I didn't specify it, assuming it's qemu64 with no extra parameters.
Ok, so indeed it lacks AVX and this patch can have an effect.
> For example, if the source lacks this patch but the destination has it, > the source will transmit YMM registers, but the destination will fail to > set them if they are not available for the selected CPU model. > > See the commit message: "As a bonus, it will also fail if userspace tries to > set fpu features (with the KVM_SET_XSAVE ioctl) that are not compatible to > the guest configuration. Such features will never be returned by > KVM_GET_XSAVE or KVM_GET_XSAVE2."
IIUC you meant we should have failed KVM_SET_XSAVE when they're not aligned (probably by failing validate_user_xstate_header when checking against the user_xfeatures on dest host). But that's probably not my case, because here KVM_SET_XSAVE succeeded, it's just that the guest gets a double fault after the precopy migration completes (or for postcopy when the switchover is done).
Difficult to say what's happening without seeing at least the guest code around the double fault (above you said "fail a migration" and I thought that was a different scenario than the double fault), and possibly which was the first exception that contributed to the double fault.
Regardless of why the guest explodes in the way it does, is someone planning on bisecting this (if necessary?) and sending a backport to v5.15? There's another bug report that is more than likely hitting the same bug.

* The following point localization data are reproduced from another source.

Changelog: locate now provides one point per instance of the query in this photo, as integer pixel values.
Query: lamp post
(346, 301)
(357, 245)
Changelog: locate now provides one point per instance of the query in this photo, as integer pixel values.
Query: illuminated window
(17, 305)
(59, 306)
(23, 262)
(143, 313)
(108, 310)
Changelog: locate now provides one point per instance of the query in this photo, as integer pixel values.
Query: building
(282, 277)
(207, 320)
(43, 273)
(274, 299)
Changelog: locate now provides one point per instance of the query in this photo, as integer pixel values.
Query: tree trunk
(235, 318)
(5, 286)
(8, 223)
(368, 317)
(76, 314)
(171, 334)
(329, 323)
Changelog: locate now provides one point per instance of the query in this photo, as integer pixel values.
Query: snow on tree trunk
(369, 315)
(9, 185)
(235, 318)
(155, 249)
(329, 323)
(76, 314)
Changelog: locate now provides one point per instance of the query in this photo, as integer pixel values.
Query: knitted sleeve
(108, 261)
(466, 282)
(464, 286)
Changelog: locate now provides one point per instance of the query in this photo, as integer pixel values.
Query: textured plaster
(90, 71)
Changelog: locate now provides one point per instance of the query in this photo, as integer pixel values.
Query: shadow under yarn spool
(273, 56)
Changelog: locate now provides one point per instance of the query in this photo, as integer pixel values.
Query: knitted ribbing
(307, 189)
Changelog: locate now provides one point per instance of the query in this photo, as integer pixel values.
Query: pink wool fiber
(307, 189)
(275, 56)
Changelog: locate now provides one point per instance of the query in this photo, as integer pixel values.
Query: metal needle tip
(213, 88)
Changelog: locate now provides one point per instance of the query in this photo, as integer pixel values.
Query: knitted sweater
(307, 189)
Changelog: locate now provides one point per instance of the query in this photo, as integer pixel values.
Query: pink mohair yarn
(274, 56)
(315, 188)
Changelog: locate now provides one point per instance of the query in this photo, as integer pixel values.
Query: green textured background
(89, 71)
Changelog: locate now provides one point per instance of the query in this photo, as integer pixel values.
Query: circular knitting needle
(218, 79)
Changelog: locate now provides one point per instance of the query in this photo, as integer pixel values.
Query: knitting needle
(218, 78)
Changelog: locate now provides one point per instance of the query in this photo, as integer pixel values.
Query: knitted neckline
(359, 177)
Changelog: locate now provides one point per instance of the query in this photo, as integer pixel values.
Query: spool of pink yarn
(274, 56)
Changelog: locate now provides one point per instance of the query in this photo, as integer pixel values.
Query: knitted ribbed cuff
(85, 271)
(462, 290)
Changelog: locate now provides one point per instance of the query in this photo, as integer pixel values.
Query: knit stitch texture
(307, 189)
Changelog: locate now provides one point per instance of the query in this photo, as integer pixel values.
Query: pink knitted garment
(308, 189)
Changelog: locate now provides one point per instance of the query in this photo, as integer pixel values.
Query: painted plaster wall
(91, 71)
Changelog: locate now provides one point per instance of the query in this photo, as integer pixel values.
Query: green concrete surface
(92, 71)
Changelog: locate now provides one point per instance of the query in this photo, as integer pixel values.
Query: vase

What's the bisection you mentioned? I actually did a bisection and I also checked reverting Leo's change can also fix this issue. Or do you mean something else?
Ah, I forgot to mention on the "stable tree decisions": IIUC it also means we should apply Leo's patch to all the stable trees if possible, then migrations between them won't trigger the misterous faults anymore, including when migrating to the latest Linux versions.
However there's the delimma that other kernels (any kernel that does not have Leo's patch) will start to fail migrations to the stable branches that apply Leo's patch too..
IIUC, you commented before that the migration issue should be solved with a QEMU fix, is that correct? That would mean something like 'QEMU is relying on a kernel bug to work', and should be no blocker for fixing the kernel.
The QEMU fix (that I posted [1]) is not a real fix, only the kernel fix is.
The QEMU patchset only allows the migration to fail early, the kernel patch allows the migration to go through with no problem as long as both sides are applied with the fix (or both are not..). So there're two issues we're tackling with and IMHO we should fix both.
[1] https://lore.kernel.org/qemu-devel/20220607230645.53950-1-peterx@redhat.com/
If that's the case, I think we should apply the fix to every supported stable branch that have the fpku issue, and in parallel come with a qemu fix for that.
What do you think about it?
Yes I mostly agree with you. I think your patch still does the right thing by not migrating anything the guest doesn't even support, and that seems to be the only way to fix the pksu-like issue on migrations between hosts with different processor configurations. But it'll also bring other unwanted side effects, that's why IMHO we need some careful thoughts and I hope I didn't miss anything important.